6/25/06

Excursion to the Dallas Public Library

Well, it's been a while since I've posted, so to quickly get up to speed, I moved to an apartment in Dallas by the American Airlines Center, just on the other side of the freeway from downtown, with my good buddy and long-time character actor Alex Brownstein. It's a great location, very close to everything, and it has really been enjoyable.

So today was Sunday, my only real day off, and practically the first time Alex and I had been home at the same for the day since we moved here.

With the city at our fingertips, what else were we to do on my day off but go get a library card? It was a rhetorical question, obviously this was the only choice we had.

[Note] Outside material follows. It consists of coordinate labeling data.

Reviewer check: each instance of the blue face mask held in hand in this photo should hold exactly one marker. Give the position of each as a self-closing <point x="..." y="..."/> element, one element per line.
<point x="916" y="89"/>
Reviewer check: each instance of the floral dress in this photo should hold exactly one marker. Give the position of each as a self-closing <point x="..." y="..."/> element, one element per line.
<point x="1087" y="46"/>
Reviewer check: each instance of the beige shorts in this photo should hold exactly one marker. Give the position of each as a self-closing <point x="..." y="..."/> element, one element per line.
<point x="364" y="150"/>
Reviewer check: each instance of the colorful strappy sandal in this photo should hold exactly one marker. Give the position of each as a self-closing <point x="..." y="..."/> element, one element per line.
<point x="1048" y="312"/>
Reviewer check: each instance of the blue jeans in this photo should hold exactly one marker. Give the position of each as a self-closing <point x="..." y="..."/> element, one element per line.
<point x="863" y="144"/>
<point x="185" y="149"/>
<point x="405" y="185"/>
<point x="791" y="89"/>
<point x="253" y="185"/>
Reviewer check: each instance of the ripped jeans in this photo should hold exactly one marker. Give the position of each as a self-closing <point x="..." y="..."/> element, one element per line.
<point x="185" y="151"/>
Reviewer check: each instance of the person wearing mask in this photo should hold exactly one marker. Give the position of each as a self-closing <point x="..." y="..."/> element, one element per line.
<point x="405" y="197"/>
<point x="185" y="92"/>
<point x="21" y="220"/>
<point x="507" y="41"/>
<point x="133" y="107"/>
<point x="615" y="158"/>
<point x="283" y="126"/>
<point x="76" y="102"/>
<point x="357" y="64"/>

We drive the 5 minutes it takes to get down from the top floor of our garage, and then the 3 minutes it takes to get to the downtown public library. Alex and I did not realize until it was much too late that parking is free on the weekends, as he made a pointed effort to park in his garage he uses for work, and ultimately driving up on the sidewalk in the garage and smashing his passenger side mirror into a pillar while trying to read an "Hours of Operation" sign.

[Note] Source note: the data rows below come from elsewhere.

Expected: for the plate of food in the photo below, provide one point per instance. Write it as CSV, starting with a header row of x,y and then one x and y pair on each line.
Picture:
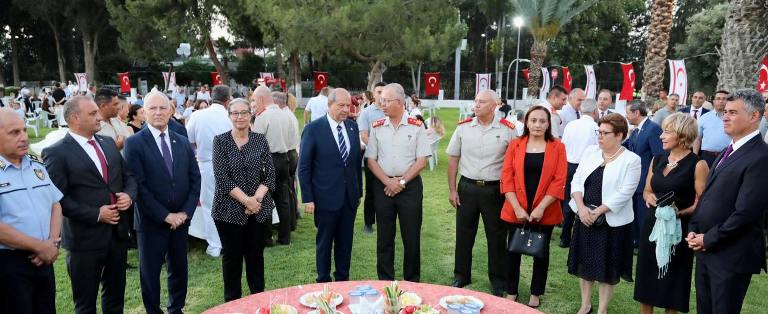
x,y
409,298
312,299
462,300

Then we walked down the extremely shady staircase to the street and over to the library. The Dallas Public Library is brilliantly enormous, full of wonderful educational and entertaining material, the most of which are the vagrant characters which inhabit the majority of the establishment.

Other entertaining events from the excursion include:

The lady who gave me my library card was very nice, but spoke very little English. The crux of the whole thing was that English was most definately her first, and only, language.

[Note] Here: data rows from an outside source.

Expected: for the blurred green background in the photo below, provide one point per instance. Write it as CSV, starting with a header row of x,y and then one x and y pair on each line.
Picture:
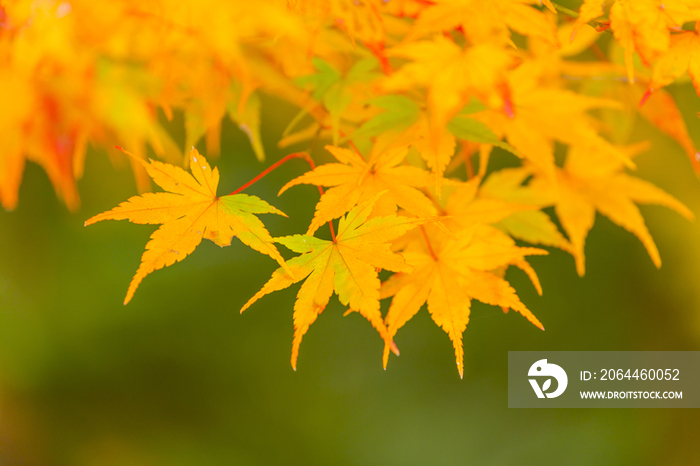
x,y
179,377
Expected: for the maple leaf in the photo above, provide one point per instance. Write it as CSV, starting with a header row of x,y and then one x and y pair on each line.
x,y
348,265
356,180
591,182
590,10
543,115
645,26
533,226
682,57
448,273
487,21
190,210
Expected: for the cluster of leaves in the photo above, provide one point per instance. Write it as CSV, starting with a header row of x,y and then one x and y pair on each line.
x,y
406,92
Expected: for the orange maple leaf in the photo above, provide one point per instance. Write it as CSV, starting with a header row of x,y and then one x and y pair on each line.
x,y
682,57
189,211
348,265
356,180
645,26
592,182
450,273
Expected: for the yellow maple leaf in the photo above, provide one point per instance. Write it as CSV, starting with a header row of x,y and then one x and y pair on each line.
x,y
355,180
348,265
190,210
531,225
645,26
682,57
448,273
589,183
452,74
487,21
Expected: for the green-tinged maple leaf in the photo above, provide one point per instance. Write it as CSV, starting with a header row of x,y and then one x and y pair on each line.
x,y
189,211
347,266
355,180
399,113
245,111
487,21
448,273
590,10
465,209
331,88
452,74
533,226
590,183
469,129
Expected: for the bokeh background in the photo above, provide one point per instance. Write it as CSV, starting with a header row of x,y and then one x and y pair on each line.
x,y
179,377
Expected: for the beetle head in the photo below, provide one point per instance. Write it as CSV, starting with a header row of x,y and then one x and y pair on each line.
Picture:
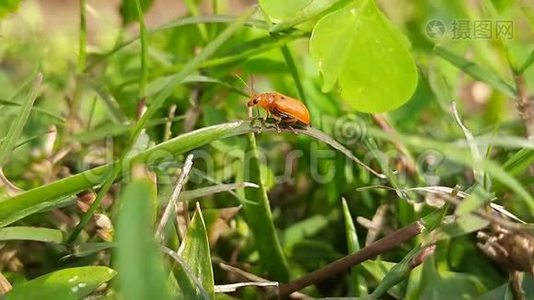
x,y
256,100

As we got on the elevator to go from the 4th floor, where Alex unsuccessfully searched for a comic book for 30 minutes and we witnessed a guy playing online Hearts the entire time, we encountered a very large man with a mustache, Dwayne Wayne from "A Different World" glasses/flip-down-sunglasses, and about, no lie, 25 pens, pencils, and markers stuffed in his short-sleeve button-down shirt pocket. He was also carrying a large bag and an extremely torn up 1000+ page book, and he leered at and grunted disgustedly at us as Alex pushed the 7th floor button as his destination was definately the 8th.

We viewed an original press of The Declaration of Independence that was on display and I commented, "There's no way this could be the original, otherwise Nick Cage would be trying to steal it and subsequently find treasure."

As we browsed the bottom floor just before we left, we found irony in the fact that the book, Is American Culture in Decline was juxtaposed with a copy of The Osbournes, which hosted a picture of Ozzie with his tongue out along with the rest of the family.

Through it all, we did make it out unscathed; who knew the library could be so entertaining?

1 comment:

Anonymous said...

downtown libraries are cool, but also hangouts for crazy homeless people-- watch out!